2. The whispering gallery microcavity locking based micro narrow linewidth laser system of claim 1, wherein the external cavity laser includes:

the laser comprises an interference filter, a laser diode, a collimating lens and a cat eye structure, wherein light output by the laser diode sequentially passes through the collimating lens, the interference filter and the cat eye structure to form optical feedback, and the central wavelength of the laser diode is adjusted to change the wavelength of output laser.

3. The micro narrow linewidth laser system based on whispering gallery microcavity locking according to claim 2, wherein the diameter of the whispering gallery microcavity is set to 9.5mm, the root mean square roughness of the whispering gallery microcavity is set to 0.26n, and the whispering gallery microcavity adopts MgF ₂ crystal whispering gallery microcavity.

4. The whispering gallery microcavity locking based small frequency stabilization laser system of claim 3, wherein the optical volume of the laser light generated based on the external cavity laser and whispering gallery microcavity is less than 20cm x 10cm x 4cm.

5. The whispering gallery microcavity locking-based miniature narrow linewidth laser system of claim 3, wherein linewidth of the laser is narrowed to 3Hz based on the external cavity laser and whispering gallery microcavity.

6. The whispering gallery microcavity locking-based micro narrow linewidth laser system of claim 3, wherein the output stability of the laser is set to 6.0 x 10 ^-12 @0.1s based on the external cavity laser and whispering gallery microcavity.

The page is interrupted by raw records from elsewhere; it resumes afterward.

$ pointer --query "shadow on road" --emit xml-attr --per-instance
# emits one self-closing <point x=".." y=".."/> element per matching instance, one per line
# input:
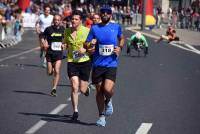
<point x="28" y="65"/>
<point x="31" y="92"/>
<point x="58" y="118"/>
<point x="64" y="85"/>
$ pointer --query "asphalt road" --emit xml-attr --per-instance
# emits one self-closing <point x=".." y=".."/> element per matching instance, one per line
<point x="157" y="94"/>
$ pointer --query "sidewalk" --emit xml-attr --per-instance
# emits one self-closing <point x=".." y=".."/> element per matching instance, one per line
<point x="187" y="36"/>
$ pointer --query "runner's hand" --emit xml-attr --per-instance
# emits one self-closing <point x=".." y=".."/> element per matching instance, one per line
<point x="45" y="44"/>
<point x="117" y="50"/>
<point x="82" y="50"/>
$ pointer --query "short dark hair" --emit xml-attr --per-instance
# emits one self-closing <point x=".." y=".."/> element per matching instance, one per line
<point x="77" y="12"/>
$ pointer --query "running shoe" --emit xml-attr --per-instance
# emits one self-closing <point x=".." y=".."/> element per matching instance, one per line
<point x="75" y="116"/>
<point x="108" y="107"/>
<point x="53" y="92"/>
<point x="92" y="87"/>
<point x="101" y="122"/>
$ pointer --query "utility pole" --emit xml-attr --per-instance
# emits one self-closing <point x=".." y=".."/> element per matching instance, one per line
<point x="143" y="14"/>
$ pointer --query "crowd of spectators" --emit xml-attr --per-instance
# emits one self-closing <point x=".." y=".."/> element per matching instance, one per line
<point x="11" y="16"/>
<point x="184" y="18"/>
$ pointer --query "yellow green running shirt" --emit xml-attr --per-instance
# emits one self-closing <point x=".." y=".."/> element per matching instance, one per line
<point x="75" y="44"/>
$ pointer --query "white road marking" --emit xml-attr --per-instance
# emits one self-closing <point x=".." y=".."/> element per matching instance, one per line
<point x="19" y="54"/>
<point x="144" y="128"/>
<point x="41" y="123"/>
<point x="192" y="49"/>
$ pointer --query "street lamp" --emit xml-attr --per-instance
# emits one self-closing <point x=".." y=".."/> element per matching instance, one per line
<point x="143" y="15"/>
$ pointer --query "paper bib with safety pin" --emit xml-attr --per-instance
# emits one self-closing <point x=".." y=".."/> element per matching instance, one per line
<point x="106" y="50"/>
<point x="56" y="46"/>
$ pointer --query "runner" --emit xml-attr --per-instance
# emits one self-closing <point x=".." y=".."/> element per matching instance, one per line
<point x="109" y="43"/>
<point x="43" y="22"/>
<point x="79" y="64"/>
<point x="52" y="43"/>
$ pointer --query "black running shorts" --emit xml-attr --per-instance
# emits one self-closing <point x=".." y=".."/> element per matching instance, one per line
<point x="52" y="56"/>
<point x="99" y="74"/>
<point x="82" y="70"/>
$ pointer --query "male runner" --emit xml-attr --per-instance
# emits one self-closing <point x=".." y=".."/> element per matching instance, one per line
<point x="109" y="42"/>
<point x="53" y="37"/>
<point x="79" y="64"/>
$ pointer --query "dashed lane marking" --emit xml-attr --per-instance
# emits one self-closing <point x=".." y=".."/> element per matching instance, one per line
<point x="189" y="47"/>
<point x="41" y="123"/>
<point x="19" y="54"/>
<point x="144" y="128"/>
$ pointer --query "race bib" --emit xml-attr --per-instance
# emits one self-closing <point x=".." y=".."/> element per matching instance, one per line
<point x="106" y="50"/>
<point x="56" y="46"/>
<point x="77" y="55"/>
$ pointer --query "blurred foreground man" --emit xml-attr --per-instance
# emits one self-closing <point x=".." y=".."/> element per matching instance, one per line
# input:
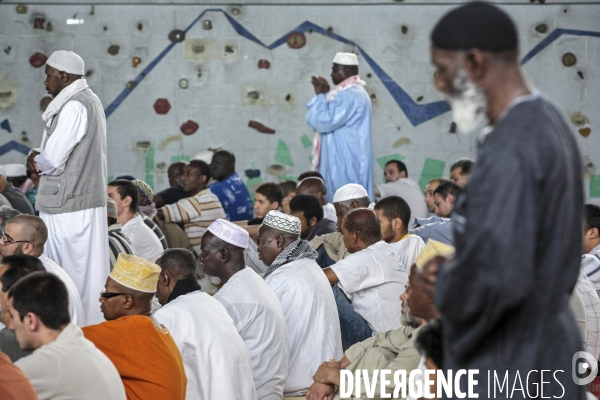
<point x="508" y="243"/>
<point x="71" y="163"/>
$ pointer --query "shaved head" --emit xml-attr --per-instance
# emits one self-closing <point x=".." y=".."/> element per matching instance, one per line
<point x="314" y="186"/>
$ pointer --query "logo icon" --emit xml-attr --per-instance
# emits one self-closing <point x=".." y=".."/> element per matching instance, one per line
<point x="582" y="364"/>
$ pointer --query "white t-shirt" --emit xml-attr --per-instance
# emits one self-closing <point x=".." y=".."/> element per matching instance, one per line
<point x="406" y="250"/>
<point x="311" y="318"/>
<point x="258" y="317"/>
<point x="410" y="191"/>
<point x="145" y="242"/>
<point x="373" y="279"/>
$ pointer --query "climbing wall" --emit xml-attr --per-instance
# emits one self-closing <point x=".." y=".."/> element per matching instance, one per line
<point x="177" y="80"/>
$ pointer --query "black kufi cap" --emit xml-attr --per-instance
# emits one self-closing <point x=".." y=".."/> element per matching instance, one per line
<point x="477" y="25"/>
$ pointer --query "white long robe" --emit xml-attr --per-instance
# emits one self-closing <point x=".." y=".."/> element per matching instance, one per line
<point x="77" y="241"/>
<point x="312" y="320"/>
<point x="216" y="362"/>
<point x="75" y="305"/>
<point x="259" y="319"/>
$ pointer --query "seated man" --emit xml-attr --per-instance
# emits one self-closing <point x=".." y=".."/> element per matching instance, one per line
<point x="268" y="197"/>
<point x="308" y="209"/>
<point x="460" y="171"/>
<point x="429" y="189"/>
<point x="12" y="269"/>
<point x="305" y="297"/>
<point x="196" y="212"/>
<point x="27" y="234"/>
<point x="141" y="349"/>
<point x="125" y="195"/>
<point x="331" y="247"/>
<point x="14" y="384"/>
<point x="6" y="213"/>
<point x="437" y="227"/>
<point x="147" y="209"/>
<point x="316" y="186"/>
<point x="393" y="350"/>
<point x="399" y="184"/>
<point x="118" y="242"/>
<point x="371" y="275"/>
<point x="216" y="362"/>
<point x="175" y="192"/>
<point x="590" y="262"/>
<point x="64" y="364"/>
<point x="252" y="305"/>
<point x="394" y="214"/>
<point x="229" y="187"/>
<point x="289" y="191"/>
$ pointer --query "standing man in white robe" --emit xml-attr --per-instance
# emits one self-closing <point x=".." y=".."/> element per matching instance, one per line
<point x="72" y="193"/>
<point x="252" y="305"/>
<point x="305" y="296"/>
<point x="216" y="362"/>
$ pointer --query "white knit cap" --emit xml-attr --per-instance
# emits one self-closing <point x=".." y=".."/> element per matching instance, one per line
<point x="15" y="170"/>
<point x="66" y="61"/>
<point x="230" y="233"/>
<point x="282" y="222"/>
<point x="351" y="191"/>
<point x="345" y="59"/>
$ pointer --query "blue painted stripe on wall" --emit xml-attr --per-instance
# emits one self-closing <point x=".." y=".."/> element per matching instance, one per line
<point x="416" y="113"/>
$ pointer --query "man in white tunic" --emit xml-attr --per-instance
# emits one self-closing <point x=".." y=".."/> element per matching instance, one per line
<point x="305" y="297"/>
<point x="64" y="365"/>
<point x="251" y="303"/>
<point x="216" y="362"/>
<point x="371" y="275"/>
<point x="145" y="242"/>
<point x="71" y="163"/>
<point x="394" y="213"/>
<point x="27" y="234"/>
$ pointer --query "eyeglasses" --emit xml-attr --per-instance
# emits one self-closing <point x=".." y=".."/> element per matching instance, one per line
<point x="6" y="240"/>
<point x="108" y="295"/>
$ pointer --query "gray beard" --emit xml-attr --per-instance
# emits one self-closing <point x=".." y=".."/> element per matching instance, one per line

7. A method of generating a portable laser based on a miniature narrow linewidth laser system, the method comprising the steps of:

S1, turning on a laser power supply of an external cavity laser, and setting the working temperature and the working current of the external cavity laser based on power supply control software;

s2, current scanning is added to the external cavity laser, output signals of the photoelectric detector are observed, and the signal to noise ratio of transmission signals after passing through the whispering gallery microcavity is adjusted;

s3, changing the working current and the working temperature when the external cavity laser operates, searching a transmission peak of a transmission extinction ratio, and gradually narrowing a scanning range;

S4, the modulating signal generator is turned on to output a modulating signal, and the phase of the modulating signal is adjusted to an error signal so as to obtain the maximum slope;

S5, starting a servo controller, changing parameters, closing scanning, reducing the amplitude of the error signal to the minimum value, and completing locking.

8. The method of generating a portable laser based on a micro narrow linewidth laser system of claim 7, wherein the current value of the operating current is greater than 40mA.

9. The method of generating a portable laser based on a micro narrow linewidth laser system of claim 7, wherein said operating temperature is set at 28 degrees celsius.